I’m meeting my first person I ‘met’ online today. I hope she doesn’t think I’m going to hit her over the head with a pipe.
I did the same thing with an interview a few weeks ago. I showed up way to early so I drove around for awhile to pass some time.
Nice to find some more blogs from Wichitity.
I’m impressed. I am on my longest single streak yet after a crushing heartbreak. Friends and family are starting to question when I’ll begin dating, but I’ve been too afraid to start. Kudos to you for getting out there!
No one is out of your league.
Good to see that at least some of your dates have been enjoyable because your personality would be wasted on cats. Also, I’m sort of relieved to find that my mother is not the only one that suspects every guy I date is going to kill me and dump me in a remote area.
Amazingly enough, I’m still friends with a couple of the people I met on an online dating site back when I was single.

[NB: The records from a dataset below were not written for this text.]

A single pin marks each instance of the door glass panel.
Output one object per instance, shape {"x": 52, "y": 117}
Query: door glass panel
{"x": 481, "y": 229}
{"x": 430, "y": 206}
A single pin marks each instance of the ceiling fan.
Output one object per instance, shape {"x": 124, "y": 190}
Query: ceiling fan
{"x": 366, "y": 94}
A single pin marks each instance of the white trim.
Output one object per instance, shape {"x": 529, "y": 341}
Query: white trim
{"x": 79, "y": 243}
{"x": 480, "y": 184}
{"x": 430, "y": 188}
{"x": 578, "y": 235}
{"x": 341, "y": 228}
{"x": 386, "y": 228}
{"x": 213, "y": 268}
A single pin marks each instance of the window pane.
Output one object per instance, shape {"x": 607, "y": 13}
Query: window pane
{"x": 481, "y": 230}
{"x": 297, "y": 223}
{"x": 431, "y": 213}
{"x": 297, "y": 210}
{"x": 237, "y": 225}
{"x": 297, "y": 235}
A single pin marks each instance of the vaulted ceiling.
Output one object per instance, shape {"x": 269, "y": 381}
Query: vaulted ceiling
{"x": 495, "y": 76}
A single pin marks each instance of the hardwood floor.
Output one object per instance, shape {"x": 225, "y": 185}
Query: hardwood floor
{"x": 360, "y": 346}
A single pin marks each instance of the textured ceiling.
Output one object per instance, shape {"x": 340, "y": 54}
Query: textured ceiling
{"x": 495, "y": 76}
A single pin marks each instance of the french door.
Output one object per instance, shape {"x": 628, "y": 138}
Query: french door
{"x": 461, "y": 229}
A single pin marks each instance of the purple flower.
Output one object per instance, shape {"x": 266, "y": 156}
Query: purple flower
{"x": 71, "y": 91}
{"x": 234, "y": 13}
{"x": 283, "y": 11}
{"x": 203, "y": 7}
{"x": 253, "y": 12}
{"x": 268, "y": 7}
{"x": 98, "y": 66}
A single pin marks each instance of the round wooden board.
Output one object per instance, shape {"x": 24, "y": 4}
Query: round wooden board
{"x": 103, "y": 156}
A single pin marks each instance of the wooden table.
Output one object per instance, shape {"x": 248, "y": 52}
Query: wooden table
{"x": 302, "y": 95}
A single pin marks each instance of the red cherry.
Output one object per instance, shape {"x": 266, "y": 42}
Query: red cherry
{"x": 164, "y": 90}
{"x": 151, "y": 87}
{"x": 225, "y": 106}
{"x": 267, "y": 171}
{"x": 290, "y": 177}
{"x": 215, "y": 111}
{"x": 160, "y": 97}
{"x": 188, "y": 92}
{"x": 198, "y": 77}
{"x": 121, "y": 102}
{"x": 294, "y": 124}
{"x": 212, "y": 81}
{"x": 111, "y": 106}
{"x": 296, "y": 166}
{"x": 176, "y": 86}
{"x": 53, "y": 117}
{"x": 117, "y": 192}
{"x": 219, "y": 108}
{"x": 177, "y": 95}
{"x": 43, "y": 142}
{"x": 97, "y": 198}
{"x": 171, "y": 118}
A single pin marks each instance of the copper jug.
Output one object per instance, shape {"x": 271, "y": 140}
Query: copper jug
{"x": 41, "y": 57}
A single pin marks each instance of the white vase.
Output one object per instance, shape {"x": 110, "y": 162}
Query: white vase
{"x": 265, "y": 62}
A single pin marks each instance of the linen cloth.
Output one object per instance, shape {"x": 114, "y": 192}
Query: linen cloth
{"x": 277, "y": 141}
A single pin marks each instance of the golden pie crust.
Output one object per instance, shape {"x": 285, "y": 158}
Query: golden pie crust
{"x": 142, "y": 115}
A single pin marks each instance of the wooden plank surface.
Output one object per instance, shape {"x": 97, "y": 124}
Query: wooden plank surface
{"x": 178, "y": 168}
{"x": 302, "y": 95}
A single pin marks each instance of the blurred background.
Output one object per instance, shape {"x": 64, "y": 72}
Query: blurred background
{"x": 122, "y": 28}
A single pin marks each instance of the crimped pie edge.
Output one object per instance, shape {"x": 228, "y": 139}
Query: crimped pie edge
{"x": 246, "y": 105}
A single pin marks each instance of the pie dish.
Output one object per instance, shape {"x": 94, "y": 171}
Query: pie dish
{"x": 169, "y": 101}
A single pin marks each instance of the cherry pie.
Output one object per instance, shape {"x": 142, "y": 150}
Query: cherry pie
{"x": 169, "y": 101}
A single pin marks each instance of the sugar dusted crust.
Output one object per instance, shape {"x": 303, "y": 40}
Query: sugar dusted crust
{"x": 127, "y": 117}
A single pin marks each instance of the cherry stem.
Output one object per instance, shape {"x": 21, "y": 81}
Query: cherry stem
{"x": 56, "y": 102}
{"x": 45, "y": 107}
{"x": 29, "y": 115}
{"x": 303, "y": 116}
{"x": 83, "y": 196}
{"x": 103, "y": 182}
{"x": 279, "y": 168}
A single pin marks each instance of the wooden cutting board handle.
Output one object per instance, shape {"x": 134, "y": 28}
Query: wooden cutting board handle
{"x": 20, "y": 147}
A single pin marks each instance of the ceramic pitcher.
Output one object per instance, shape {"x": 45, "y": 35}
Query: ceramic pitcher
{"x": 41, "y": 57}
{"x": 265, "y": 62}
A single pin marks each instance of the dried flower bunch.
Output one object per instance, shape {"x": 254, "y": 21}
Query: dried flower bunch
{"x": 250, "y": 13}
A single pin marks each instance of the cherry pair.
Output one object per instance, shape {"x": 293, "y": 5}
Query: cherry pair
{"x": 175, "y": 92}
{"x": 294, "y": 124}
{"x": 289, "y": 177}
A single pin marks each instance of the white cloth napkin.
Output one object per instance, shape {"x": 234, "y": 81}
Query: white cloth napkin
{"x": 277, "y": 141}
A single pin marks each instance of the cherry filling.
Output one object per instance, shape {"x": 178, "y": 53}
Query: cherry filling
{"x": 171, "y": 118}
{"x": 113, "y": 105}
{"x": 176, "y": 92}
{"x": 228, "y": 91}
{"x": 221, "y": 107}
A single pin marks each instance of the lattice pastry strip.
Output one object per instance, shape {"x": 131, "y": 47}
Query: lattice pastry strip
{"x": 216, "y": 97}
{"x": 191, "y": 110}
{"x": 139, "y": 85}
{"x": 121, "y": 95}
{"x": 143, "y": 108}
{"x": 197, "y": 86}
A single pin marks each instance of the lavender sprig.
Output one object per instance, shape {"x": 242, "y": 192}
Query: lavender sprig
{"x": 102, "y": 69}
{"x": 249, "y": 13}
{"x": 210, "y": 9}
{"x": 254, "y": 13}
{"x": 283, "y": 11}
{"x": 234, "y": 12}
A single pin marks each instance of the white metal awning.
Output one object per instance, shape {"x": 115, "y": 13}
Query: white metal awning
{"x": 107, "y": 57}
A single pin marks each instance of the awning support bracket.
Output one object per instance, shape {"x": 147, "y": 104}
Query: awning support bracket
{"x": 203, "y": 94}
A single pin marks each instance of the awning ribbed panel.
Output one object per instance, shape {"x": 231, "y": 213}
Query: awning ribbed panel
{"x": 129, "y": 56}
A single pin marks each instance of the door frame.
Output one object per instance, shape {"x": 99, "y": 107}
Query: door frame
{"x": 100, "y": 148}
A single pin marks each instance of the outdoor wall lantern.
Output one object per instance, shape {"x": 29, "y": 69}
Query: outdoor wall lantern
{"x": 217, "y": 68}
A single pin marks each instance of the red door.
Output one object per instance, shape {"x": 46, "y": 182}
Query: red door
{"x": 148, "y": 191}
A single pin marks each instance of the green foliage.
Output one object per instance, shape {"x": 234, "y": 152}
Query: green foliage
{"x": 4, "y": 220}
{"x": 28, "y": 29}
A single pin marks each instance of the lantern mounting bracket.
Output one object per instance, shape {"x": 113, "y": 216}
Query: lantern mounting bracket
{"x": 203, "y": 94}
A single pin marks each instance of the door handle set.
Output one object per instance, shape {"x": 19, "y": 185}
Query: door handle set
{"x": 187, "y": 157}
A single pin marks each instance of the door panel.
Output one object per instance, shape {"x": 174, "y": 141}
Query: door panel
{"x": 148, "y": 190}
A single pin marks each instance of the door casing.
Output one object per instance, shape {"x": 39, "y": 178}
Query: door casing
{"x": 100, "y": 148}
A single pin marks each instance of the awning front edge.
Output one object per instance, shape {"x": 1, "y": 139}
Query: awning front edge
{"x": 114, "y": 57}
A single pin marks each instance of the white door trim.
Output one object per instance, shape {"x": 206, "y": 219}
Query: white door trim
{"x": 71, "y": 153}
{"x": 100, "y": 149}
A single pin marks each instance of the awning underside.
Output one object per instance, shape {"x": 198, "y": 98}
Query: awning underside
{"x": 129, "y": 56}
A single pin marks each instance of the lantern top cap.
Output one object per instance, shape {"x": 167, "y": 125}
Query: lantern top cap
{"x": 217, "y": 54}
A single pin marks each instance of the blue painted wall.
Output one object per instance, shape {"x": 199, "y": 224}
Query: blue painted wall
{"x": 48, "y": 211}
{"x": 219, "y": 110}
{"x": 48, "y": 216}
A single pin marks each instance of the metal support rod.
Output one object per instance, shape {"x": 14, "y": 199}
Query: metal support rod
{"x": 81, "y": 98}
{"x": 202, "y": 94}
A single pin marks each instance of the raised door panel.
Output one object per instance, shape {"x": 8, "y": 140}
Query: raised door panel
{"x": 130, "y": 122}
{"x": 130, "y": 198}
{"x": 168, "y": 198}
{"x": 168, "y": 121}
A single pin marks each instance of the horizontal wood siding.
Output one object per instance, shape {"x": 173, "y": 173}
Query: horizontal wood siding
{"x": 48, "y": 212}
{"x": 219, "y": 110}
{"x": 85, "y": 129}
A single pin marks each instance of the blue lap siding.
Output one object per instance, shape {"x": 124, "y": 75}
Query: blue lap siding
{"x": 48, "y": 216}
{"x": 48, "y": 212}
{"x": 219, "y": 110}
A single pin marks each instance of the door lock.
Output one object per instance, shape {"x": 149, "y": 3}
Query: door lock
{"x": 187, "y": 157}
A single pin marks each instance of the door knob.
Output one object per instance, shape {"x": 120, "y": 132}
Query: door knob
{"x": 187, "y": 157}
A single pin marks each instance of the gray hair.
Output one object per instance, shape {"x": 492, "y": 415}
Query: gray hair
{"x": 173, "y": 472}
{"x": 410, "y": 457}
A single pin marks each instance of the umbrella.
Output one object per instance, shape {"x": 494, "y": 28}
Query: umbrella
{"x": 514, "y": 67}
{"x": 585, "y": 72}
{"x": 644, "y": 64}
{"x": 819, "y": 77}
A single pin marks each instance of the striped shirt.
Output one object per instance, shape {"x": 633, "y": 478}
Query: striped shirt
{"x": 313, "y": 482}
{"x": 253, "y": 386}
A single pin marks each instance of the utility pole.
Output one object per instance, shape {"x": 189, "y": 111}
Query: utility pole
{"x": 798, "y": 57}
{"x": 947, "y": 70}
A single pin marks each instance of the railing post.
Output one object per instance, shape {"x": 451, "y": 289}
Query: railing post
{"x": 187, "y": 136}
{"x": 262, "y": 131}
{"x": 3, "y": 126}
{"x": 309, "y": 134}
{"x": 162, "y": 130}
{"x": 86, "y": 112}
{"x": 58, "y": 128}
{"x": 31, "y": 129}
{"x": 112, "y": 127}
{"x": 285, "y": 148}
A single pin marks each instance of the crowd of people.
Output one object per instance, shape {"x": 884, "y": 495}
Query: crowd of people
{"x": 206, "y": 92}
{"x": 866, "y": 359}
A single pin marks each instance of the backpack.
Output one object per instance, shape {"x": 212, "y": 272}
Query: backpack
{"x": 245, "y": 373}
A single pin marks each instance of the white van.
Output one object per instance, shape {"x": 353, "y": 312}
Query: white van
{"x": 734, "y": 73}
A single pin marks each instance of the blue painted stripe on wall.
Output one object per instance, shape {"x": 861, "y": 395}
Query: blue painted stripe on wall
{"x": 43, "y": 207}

Even though I didn’t “click” with them for anything long-term, R and N have turned out to be great people I’m glad I still know. I wish R was closer, instead of Lawrence, and my beloved cat Jorge came to live with me after he didn’t work out at N’s house.
So, I guess I’m trying to say, be willing to look at people you meet as potential friends, even if they obviously aren’t going to be romantic material. Good friends are wonderful things to have!